International sanctions cut Iran off from the main global payment systems, including SWIFT for most Iranian banks and the Visa and Mastercard card networks for retail use. A foreign visitor cannot use a European or American debit or credit card at an Iranian shop, hotel, restaurant, or ATM, and cannot expect to top up a phone with a roaming plan the way they would in a country that sits inside the global card networks. The practical consequence is that visitors must bring the whole travel budget in cash, usually in euros or United States dollars or another hard currency, and exchange it at a licensed exchange office inside Iran. The exchange offices, called sarrafi, are concentrated on Ferdowsi street in central Tehran and in similar clusters in Isfahan, Shiraz, and Mashhad, and the rates at the sarrafi sit closer to the free-market rate than the official central bank rate. The official rate and the free-market rate have diverged significantly in periods of high inflation and sanctions pressure, and the gap between the two rates has at times exceeded a factor of five or ten. A visitor should change money in moderate batches rather than the whole budget at once, should keep the cash in a secure inside pocket, and should keep the exchange receipts in case of questions at the airport on departure. An alternative that has grown in use since the late 2010s is the prepaid rial card issued by licensed Iranian travel agencies, which loads a visitor’s cash exchange onto a local card that can be used at shops and restaurants across the major cities. Tour operators such as the ones accredited by the Cultural Heritage, Handicrafts and Tourism Organization of Iran can arrange the card before or on arrival.

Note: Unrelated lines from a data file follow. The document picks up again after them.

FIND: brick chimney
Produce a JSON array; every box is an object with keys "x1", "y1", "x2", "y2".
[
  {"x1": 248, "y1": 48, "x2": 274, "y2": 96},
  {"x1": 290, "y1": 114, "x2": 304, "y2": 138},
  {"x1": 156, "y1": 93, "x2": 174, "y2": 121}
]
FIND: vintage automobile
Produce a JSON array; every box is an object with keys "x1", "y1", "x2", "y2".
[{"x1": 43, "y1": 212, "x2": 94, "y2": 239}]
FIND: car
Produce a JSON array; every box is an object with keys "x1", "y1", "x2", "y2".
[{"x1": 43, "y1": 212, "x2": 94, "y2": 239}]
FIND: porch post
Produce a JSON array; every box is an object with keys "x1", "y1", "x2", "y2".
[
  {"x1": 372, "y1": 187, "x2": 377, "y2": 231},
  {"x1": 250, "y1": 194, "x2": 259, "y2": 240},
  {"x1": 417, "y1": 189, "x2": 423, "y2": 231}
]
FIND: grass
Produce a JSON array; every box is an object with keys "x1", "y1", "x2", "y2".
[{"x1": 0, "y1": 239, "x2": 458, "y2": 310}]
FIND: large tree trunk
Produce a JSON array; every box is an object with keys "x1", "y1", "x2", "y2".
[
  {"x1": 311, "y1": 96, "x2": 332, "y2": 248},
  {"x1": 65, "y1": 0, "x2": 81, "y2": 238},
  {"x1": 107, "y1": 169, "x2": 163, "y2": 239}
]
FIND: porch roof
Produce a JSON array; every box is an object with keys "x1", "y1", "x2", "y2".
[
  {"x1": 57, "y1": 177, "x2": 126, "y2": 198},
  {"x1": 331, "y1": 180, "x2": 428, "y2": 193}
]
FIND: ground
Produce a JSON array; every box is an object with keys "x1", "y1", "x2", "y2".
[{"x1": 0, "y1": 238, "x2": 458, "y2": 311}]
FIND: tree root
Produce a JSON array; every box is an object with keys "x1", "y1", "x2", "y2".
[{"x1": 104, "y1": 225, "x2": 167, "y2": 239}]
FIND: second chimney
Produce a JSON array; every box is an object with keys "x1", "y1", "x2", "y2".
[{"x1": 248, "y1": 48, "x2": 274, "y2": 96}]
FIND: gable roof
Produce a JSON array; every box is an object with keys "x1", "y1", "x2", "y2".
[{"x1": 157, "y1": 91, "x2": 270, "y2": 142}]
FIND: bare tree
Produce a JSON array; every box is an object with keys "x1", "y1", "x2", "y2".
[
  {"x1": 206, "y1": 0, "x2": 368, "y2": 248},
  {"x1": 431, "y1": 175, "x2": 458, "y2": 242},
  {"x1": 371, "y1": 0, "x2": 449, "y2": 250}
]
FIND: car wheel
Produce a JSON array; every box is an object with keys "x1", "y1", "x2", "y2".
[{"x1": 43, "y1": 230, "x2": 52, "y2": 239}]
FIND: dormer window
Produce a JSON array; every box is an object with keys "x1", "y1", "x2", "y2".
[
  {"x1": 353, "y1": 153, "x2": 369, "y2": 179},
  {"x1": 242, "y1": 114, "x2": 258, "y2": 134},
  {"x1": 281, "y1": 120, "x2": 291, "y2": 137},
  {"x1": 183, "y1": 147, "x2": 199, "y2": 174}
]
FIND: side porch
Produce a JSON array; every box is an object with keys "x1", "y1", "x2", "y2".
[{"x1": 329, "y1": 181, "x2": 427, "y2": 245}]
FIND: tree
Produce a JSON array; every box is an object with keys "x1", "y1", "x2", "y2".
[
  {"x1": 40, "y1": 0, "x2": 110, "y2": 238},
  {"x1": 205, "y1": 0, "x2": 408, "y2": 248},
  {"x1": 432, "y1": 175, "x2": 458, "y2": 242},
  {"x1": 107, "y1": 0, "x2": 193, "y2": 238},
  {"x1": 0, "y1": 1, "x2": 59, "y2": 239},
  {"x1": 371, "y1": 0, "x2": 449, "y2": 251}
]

Sources and Further Reading

  • Bank Markazi Jomhouri Islami Iran, currency and monetary policy pages, cbi.ir
  • Cultural Heritage, Handicrafts and Tourism Organization of Iran, visitor information, chhto.ir
  • Patrick Clawson and Michael Rubin, Eternal Iran: Continuity and Chaos, Palgrave Macmillan
  • Ali Mohammadi, Iran Encountering Globalization, Routledge
  • United States Department of the Treasury, Office of Foreign Assets Control, Iran sanctions guidance, treasury.gov/ofac

Common Traveller Questions

What is the difference between rial and toman in Iran?

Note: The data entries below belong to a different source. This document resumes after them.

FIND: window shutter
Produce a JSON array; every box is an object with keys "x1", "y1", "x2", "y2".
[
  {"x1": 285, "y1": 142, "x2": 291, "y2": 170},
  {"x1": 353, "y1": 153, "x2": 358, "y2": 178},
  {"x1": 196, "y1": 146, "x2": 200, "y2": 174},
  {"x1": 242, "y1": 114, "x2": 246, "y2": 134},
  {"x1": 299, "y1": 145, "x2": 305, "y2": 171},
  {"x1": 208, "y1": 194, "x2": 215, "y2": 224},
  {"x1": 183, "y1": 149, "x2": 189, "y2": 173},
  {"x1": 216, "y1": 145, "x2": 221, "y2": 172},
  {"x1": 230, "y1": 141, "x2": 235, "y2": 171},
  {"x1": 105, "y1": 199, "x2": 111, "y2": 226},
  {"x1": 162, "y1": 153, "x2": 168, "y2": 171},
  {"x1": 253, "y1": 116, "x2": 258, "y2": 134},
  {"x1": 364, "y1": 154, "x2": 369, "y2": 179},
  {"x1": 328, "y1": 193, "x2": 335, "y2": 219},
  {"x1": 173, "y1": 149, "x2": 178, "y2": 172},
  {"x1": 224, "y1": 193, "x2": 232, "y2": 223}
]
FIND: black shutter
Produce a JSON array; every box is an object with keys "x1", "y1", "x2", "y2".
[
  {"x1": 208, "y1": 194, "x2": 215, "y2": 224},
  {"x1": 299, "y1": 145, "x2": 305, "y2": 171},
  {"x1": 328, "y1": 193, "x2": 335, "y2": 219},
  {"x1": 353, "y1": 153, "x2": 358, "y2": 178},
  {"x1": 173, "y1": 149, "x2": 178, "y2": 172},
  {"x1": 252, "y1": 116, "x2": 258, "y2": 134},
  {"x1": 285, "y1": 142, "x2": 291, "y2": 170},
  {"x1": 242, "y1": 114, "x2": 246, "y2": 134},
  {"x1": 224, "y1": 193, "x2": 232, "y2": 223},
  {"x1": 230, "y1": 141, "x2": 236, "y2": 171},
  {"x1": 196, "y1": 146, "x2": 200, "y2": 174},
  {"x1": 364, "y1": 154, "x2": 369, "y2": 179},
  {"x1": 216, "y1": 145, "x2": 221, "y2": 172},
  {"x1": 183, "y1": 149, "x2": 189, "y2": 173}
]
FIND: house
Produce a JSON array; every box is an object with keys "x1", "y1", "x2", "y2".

The rial is the official currency of Iran, printed on every banknote and used on invoices, bank statements, and government forms. The toman is a customary spoken unit that equals ten rials and is used by Iranians in everyday conversation at shops, taxis, and restaurants. A price quoted in toman is ten times smaller than the same price in rial, and a first-time visitor should confirm which unit a seller is using before paying.

Can I use my Visa or Mastercard in Iran?

No. International sanctions cut Iranian banks and retailers off from the Visa and Mastercard networks, and foreign debit or credit cards do not work at Iranian shops, hotels, restaurants, or ATMs. Visitors bring the whole travel budget in cash, usually in euros or United States dollars, and exchange it at licensed sarrafi exchange offices inside the country.

Is Iran replacing the rial with the toman?

Yes. The Iranian parliament passed a law in May 2020 to redenominate the rial as a new toman at a rate of ten thousand rials to one new toman. The central bank has been phasing in the new unit over a transition period, and a visitor in 2025 or 2026 may see a mixture of old rial banknotes and new toman banknotes along with price tags quoted in either unit depending on the shop.

Where should I exchange money in Iran?

Licensed exchange offices called sarrafi, concentrated on Ferdowsi street in central Tehran and in similar clusters in Isfahan, Shiraz, and Mashhad, offer rates closer to the free-market rate than the official central bank rate. A visitor should change money in moderate batches rather than the whole budget at once and should keep the exchange receipts in case of questions at the airport on departure.